Owens Corning (NYSE: OC) develops, manufactures and markets insulation, roofing and fiberglass composites. Global in scope and human in scale, the company’s market-leading businesses use their deep expertise in materials, manufacturing and building science to develop products and systems that save energy and improve comfort in commercial and residential buildings. Through its glass reinforcements business, the company makes thousands of products lighter, stronger and more durable. Ultimately, Owens Corning people and products make the world a better place. Based in Toledo, Ohio, Owens Corning posted 2016 sales of $5.7 billion and employs 17,000 people in 33 countries. It has been a Fortune 500® company for 63 consecutive years. For more information, please visit www.owenscorning.com.
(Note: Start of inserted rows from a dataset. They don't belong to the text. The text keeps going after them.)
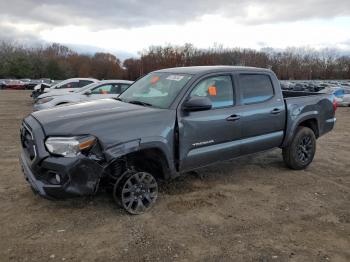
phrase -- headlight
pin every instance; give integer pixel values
(69, 146)
(44, 100)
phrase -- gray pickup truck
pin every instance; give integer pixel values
(169, 122)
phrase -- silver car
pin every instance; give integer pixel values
(99, 90)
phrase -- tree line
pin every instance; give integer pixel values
(60, 62)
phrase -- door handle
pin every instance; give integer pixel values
(276, 111)
(233, 118)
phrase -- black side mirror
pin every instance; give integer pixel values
(197, 103)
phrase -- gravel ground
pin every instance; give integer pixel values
(249, 209)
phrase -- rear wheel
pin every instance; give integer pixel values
(137, 192)
(301, 151)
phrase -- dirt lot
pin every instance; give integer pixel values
(249, 209)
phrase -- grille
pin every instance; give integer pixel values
(27, 141)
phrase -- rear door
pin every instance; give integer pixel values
(261, 111)
(211, 135)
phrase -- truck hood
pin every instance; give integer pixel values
(111, 121)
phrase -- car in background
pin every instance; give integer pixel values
(2, 83)
(32, 83)
(94, 91)
(342, 96)
(15, 85)
(63, 87)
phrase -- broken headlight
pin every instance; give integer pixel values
(69, 146)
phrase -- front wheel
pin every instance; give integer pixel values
(138, 191)
(301, 151)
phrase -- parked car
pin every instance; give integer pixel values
(99, 90)
(15, 85)
(2, 84)
(31, 84)
(63, 87)
(167, 123)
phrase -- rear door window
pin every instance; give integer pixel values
(255, 88)
(84, 82)
(218, 89)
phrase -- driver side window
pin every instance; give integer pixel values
(218, 89)
(102, 90)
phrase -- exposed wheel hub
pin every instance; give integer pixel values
(304, 149)
(139, 192)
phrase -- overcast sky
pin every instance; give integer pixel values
(130, 26)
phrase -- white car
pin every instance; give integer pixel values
(99, 90)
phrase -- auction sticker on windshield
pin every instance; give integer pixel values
(175, 77)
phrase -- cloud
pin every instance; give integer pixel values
(107, 14)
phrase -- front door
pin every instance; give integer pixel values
(262, 113)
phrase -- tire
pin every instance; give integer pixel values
(301, 151)
(137, 192)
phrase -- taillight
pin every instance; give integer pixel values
(335, 104)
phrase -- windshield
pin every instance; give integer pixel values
(155, 89)
(85, 88)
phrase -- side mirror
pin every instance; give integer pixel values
(197, 103)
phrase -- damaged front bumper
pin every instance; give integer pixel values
(56, 177)
(59, 177)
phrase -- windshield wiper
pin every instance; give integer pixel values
(136, 102)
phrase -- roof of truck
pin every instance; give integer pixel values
(193, 70)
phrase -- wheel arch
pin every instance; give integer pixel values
(310, 121)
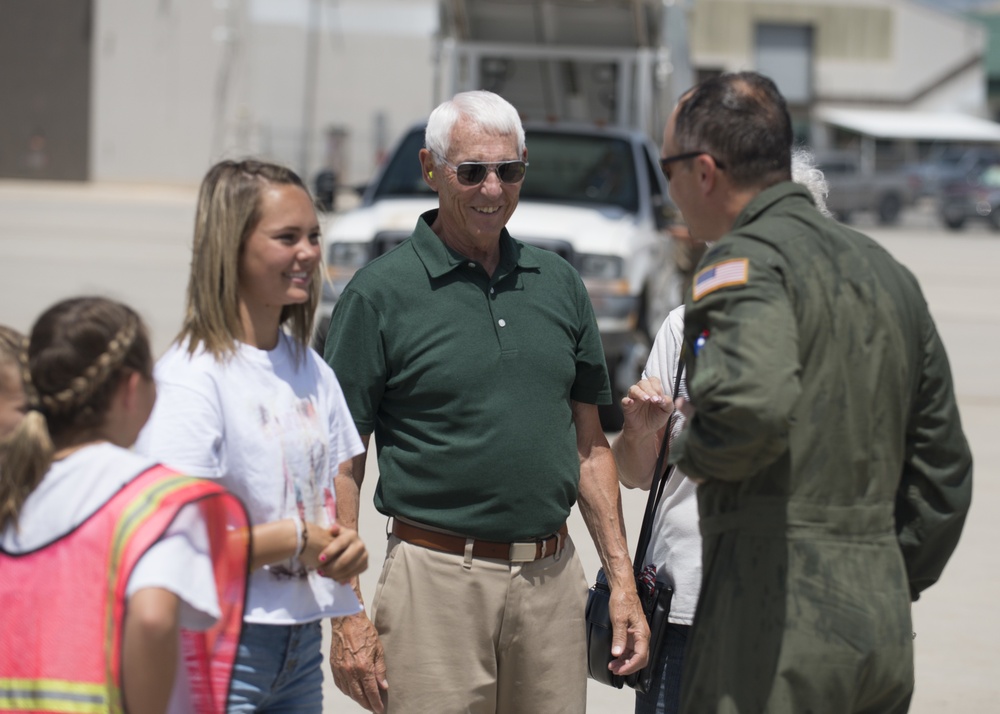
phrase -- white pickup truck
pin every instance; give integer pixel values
(594, 195)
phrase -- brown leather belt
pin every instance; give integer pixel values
(512, 552)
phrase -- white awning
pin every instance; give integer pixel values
(915, 125)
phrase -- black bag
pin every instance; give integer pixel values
(654, 596)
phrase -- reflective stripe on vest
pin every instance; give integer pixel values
(52, 695)
(137, 513)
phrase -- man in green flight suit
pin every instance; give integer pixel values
(823, 430)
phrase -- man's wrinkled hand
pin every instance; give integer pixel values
(357, 661)
(646, 409)
(630, 633)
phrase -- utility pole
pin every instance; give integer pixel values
(309, 88)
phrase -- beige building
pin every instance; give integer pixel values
(157, 91)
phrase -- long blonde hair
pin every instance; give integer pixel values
(78, 353)
(228, 212)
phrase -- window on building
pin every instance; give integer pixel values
(785, 54)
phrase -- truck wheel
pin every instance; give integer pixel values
(888, 209)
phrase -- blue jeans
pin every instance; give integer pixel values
(664, 695)
(278, 669)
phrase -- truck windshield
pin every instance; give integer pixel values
(563, 167)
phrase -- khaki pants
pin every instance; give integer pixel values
(482, 636)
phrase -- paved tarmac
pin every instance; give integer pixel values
(133, 243)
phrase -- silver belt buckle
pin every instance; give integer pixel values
(523, 552)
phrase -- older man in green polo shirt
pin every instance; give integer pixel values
(476, 362)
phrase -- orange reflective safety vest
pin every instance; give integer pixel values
(63, 605)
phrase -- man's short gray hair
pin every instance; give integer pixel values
(488, 111)
(805, 172)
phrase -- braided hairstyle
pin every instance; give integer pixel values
(11, 390)
(78, 353)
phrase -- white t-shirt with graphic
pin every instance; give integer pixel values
(273, 427)
(675, 545)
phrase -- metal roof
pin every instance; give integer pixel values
(915, 125)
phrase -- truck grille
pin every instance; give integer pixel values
(560, 247)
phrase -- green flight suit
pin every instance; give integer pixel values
(836, 476)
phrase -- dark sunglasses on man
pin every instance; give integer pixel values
(473, 173)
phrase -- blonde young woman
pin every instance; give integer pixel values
(105, 555)
(245, 401)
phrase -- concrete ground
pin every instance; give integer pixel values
(133, 243)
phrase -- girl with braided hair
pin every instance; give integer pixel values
(11, 391)
(243, 399)
(121, 581)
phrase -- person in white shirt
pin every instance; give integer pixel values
(244, 400)
(675, 545)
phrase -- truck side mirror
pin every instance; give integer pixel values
(665, 213)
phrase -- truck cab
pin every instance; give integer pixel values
(593, 195)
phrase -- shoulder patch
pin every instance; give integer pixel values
(720, 275)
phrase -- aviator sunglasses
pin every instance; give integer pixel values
(473, 173)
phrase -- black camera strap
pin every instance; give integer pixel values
(658, 484)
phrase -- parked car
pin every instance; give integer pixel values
(594, 195)
(948, 165)
(975, 196)
(853, 190)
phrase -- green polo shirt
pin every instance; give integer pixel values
(466, 381)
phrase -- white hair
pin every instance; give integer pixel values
(805, 173)
(488, 111)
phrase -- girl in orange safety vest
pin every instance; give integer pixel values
(122, 582)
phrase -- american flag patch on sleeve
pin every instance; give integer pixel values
(720, 275)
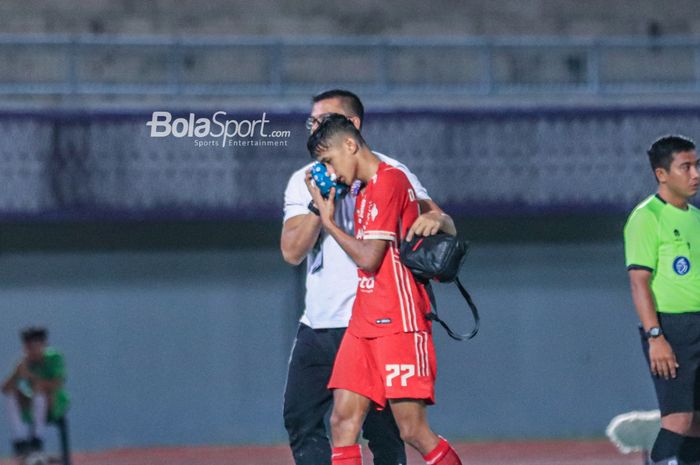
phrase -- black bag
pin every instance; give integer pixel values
(439, 258)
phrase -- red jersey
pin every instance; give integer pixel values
(389, 300)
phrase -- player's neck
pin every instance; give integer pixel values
(671, 198)
(368, 166)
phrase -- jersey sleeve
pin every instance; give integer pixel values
(421, 192)
(296, 196)
(56, 368)
(641, 241)
(385, 206)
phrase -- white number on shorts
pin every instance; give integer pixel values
(395, 370)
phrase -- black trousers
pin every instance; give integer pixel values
(307, 401)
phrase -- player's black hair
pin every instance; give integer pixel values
(34, 333)
(353, 104)
(663, 149)
(331, 126)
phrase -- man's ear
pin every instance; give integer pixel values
(351, 145)
(355, 121)
(661, 174)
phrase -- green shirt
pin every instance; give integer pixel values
(665, 240)
(52, 368)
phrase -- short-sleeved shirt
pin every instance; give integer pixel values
(53, 368)
(389, 300)
(331, 276)
(665, 240)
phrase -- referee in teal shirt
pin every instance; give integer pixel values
(662, 250)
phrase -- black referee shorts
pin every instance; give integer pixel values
(680, 394)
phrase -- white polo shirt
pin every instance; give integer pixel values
(331, 275)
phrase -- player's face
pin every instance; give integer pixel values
(682, 178)
(323, 108)
(34, 350)
(339, 159)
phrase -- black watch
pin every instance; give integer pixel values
(654, 332)
(312, 208)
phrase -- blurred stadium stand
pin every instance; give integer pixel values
(76, 67)
(158, 260)
(75, 166)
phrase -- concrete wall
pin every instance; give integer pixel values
(410, 17)
(190, 347)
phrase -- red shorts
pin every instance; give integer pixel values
(397, 366)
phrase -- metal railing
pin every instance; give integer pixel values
(175, 66)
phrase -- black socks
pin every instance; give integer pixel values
(667, 445)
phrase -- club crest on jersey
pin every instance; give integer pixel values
(373, 211)
(681, 265)
(361, 211)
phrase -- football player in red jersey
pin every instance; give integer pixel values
(387, 353)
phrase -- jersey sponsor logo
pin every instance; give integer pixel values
(404, 370)
(367, 283)
(681, 265)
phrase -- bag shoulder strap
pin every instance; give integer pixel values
(433, 315)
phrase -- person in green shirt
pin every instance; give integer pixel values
(662, 253)
(35, 391)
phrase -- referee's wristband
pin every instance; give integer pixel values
(312, 208)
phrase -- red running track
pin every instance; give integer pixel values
(598, 452)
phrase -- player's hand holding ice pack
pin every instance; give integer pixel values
(325, 181)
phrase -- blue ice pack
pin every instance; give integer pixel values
(325, 181)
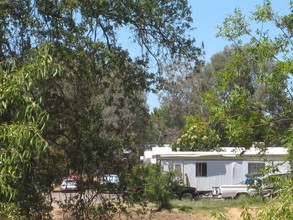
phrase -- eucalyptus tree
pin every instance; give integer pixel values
(96, 107)
(262, 111)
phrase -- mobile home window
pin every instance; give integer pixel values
(255, 168)
(201, 169)
(178, 170)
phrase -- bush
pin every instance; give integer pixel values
(157, 187)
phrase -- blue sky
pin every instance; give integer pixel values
(209, 14)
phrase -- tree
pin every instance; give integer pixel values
(264, 113)
(96, 107)
(23, 148)
(198, 135)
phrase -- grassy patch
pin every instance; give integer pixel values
(208, 205)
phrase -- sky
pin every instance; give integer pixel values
(209, 14)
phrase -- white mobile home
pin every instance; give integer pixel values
(206, 170)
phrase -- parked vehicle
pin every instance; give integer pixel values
(70, 185)
(111, 179)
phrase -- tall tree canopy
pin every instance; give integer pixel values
(96, 104)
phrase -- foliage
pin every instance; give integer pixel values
(158, 185)
(198, 135)
(21, 136)
(84, 119)
(279, 207)
(258, 109)
(255, 102)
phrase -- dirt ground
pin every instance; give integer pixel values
(232, 213)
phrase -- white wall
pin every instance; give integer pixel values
(219, 172)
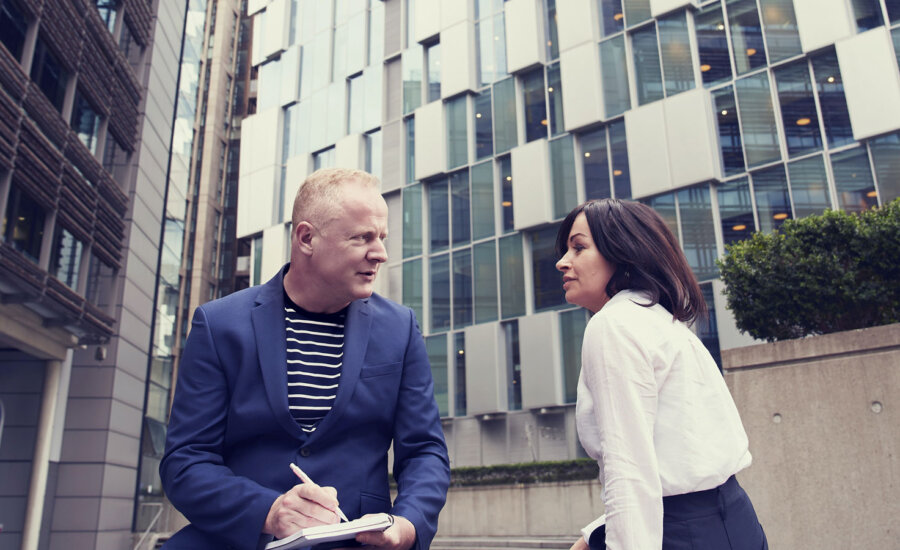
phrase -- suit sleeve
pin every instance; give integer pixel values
(421, 464)
(192, 470)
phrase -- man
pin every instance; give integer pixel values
(310, 368)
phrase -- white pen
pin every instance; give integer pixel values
(306, 479)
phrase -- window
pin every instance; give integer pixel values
(85, 121)
(65, 259)
(24, 223)
(49, 74)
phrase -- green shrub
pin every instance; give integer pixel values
(816, 275)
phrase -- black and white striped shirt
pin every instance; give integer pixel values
(315, 351)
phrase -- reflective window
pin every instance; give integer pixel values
(760, 131)
(647, 72)
(562, 176)
(485, 281)
(773, 203)
(886, 156)
(736, 210)
(484, 129)
(712, 45)
(457, 132)
(505, 125)
(483, 200)
(675, 48)
(780, 22)
(809, 186)
(616, 97)
(853, 180)
(798, 109)
(547, 281)
(436, 347)
(746, 35)
(831, 100)
(23, 225)
(512, 276)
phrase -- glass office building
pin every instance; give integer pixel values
(487, 121)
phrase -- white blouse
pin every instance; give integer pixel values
(654, 411)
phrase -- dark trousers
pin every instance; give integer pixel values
(717, 519)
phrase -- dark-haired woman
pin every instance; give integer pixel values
(652, 407)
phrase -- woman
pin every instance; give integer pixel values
(652, 407)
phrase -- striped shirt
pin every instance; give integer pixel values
(315, 351)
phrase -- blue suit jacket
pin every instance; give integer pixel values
(231, 434)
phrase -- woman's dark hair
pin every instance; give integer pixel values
(645, 253)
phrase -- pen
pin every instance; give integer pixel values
(306, 479)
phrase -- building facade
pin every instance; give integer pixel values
(487, 121)
(86, 119)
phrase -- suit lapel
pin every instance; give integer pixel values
(356, 339)
(268, 328)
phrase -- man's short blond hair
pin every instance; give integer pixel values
(318, 198)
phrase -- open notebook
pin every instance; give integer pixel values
(335, 531)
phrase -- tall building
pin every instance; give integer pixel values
(86, 122)
(487, 121)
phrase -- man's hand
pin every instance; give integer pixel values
(399, 536)
(305, 505)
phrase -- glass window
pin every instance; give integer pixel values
(412, 221)
(571, 328)
(457, 132)
(459, 193)
(438, 216)
(675, 48)
(505, 167)
(886, 156)
(48, 73)
(758, 119)
(512, 276)
(483, 200)
(436, 347)
(619, 150)
(484, 130)
(12, 28)
(809, 186)
(562, 174)
(440, 292)
(505, 125)
(459, 348)
(24, 223)
(411, 67)
(730, 144)
(831, 100)
(782, 36)
(595, 164)
(736, 210)
(412, 287)
(698, 238)
(513, 365)
(462, 288)
(85, 121)
(798, 109)
(773, 203)
(485, 281)
(712, 45)
(616, 96)
(746, 35)
(647, 74)
(535, 105)
(867, 13)
(612, 17)
(65, 259)
(433, 57)
(548, 292)
(853, 180)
This news release contains forward-looking statements within the meaning of Section 27A of the Securities Act of 1933 and Section 21E of the Securities Exchange Act of 1934. These forward-looking statements are subject to risks, uncertainties and other factors and actual results may differ materially from those results projected in the statements. These risks, uncertainties and other factors include, without limitation: our ability to successfully integrate Pittsburgh Corning Corporation and Pittsburgh Corning Europe NV; relationships with key customers; levels of residential and commercial construction activity; competitive and pricing factors; levels of global industrial production; demand for our products; industry and economic conditions that affect the market and operating conditions of our customers, suppliers or lenders; domestic and international economic and political conditions, including new legislation, policies or other governmental actions by the U.S. presidential administration and Congress; foreign exchange and commodity price fluctuations; our level of indebtedness; weather conditions; availability and cost of credit; availability and cost of energy and raw materials; issues involving implementation and protection of information technology systems; labor disputes; legal and regulatory proceedings, including litigation and environmental actions; our ability to utilize our net operating loss carryforwards; research and development activities and intellectual property protection; interest rate movements; uninsured losses; issues related to acquisitions, divestitures and joint ventures; achievement of expected synergies, cost reductions and/or productivity improvements; defined benefit plan funding obligations; price volatility in certain wind energy markets in the U.S. and factors detailed from time to time in the company’s Securities and Exchange Commission filings. The information in this news release speaks as of July 6, 2017, and is subject to change. The company does not undertake any duty to update or revise forward-looking statements except as required by federal securities laws. Any distribution of this news release after that date is not intended and should not be construed as updating or confirming such information.